Die vaterlandslosen Gesellen von heute
Die DDR darf nicht ausgehungert werden
Von Peter Conradi MdB
Vor einigen Jahren - damals gab es in der DDR noch politische Verfolgung - beschloss die evangelische Kirche in der BRD, Pfarrer aus der DDR erst nach einer Wartefrist von zwei Jahren einzustellen. Ein harter Beschluss angesichts der bedrängten Lage vieler Pfarrer in der DDR. Inzwischen gibt es in der DDR keine politischen Verfolgungen mehr. Die andere deutsche Republik ist daran, das Wort "demokratisch" in ihrem Namen mit Inhalt zu füllen. Der Beschluss der EKD gilt weiter.
Wenn es uns ernst ist mit unserer Verantwortung für die Deutschem in Ost und West, müssen wir viele solcher Beschlüsse fassen. Wir können doch nicht tatenlos zusehen, wie Tausende junger, qualifizierter und leistungswilliger DDR-Bürgerlnnen ihren Arbeitsplatz verlassen und zu uns kommen. In der DDR bricht durch diese Massenausreise in vielen Städten die Versorgung, in vielen Betrieben die Produktion, zusammen. Wollen wir das fördern?
Wenn wir es ernst meinen mit der Vaterlandsliebe, dann dürfen wir beispielsweise keine Ärzte aus der DDR in unseren Krankenhäusern einstellen, weil sonst die ärztliche Versorgung unserer Landsleute zusammen bricht. Das Abwerbung von Arbeitskräften ist unpatriotisch. Wir sollten im Gegenteil darauf drängen, dass Ärzte und Krankenschwestern, Bauarbeiter und Omnibusfahrer, Lehrer und Techniker an ihren Arbeitsplätzen in der DDR bleiben und dort ihre Arbeit leisten, damit die Menschen in der DDR versorgt werden.
Die Demokratie hat in der DDR nur eine Chance, wenn es dort wirtschaftlich aufwärts geht.
Die Bundesregierung verkündet in Anzeigen, die Übersiedler stärkten unsere Rentenversicherung. Sie verschweigt, dass die Übersiedler das Sozialsystem der DDR schwächen. Wollen wir auf Kosten der Menschen in der DDR stärker werden?
Ein Kultusminister, der trotz arbeitsloser Lehrer bei uns vorrangig Lehrer aus der DDR einstellt, handelt unsolidarisch an den Schulkindern in der DDR. Ein Arbeitsamtsleiter, der im Fernsehen erklärt, er könne Facharbeiter aus der DDR problemlos hier unterbringen, schadet den Brüdern und Schwestern in der DDR. Das sind die "vaterlandslosen Gesellen von heute", die aus rüdem Eigennutz die DDR wie eine Kolonie ausplündern.
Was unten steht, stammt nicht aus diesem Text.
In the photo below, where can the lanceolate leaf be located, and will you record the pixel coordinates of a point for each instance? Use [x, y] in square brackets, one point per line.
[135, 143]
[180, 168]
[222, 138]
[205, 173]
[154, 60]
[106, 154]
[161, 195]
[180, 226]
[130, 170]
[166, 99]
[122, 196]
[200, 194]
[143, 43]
Die Frage drängt sich auf, ob hier nicht eiskalt der Zusammenbruch der DDR auf allen Gebieten betrieben wird, an dessen Ende der "Anschluss" der DDR an die Bundesrepublik unausweichlich wird, so wie 1938 der "Anschluss" Österreichs mit einer planmäßigen Destabilisierungspolitik vorbereitet und erzwungen wurde. Wer heute von Vaterlandsliebe redet, wer die Einheit der Deutschen beschwört, der muss alles dafür tun, dass es in der DDR politisch, wirtschaftlich und sozial aufwärts geht. Aufwärts wird es dort nur gehen, wenn wir die Abwanderung stoppen und der DDR wirtschaftlich helfen. Das wird große Anstrengungen erfordern. Wer das Zusammenwachsen der beiden deutschen Staaten will, darf nicht auf den Zusammenbruch des einen Staates hinarbeiten.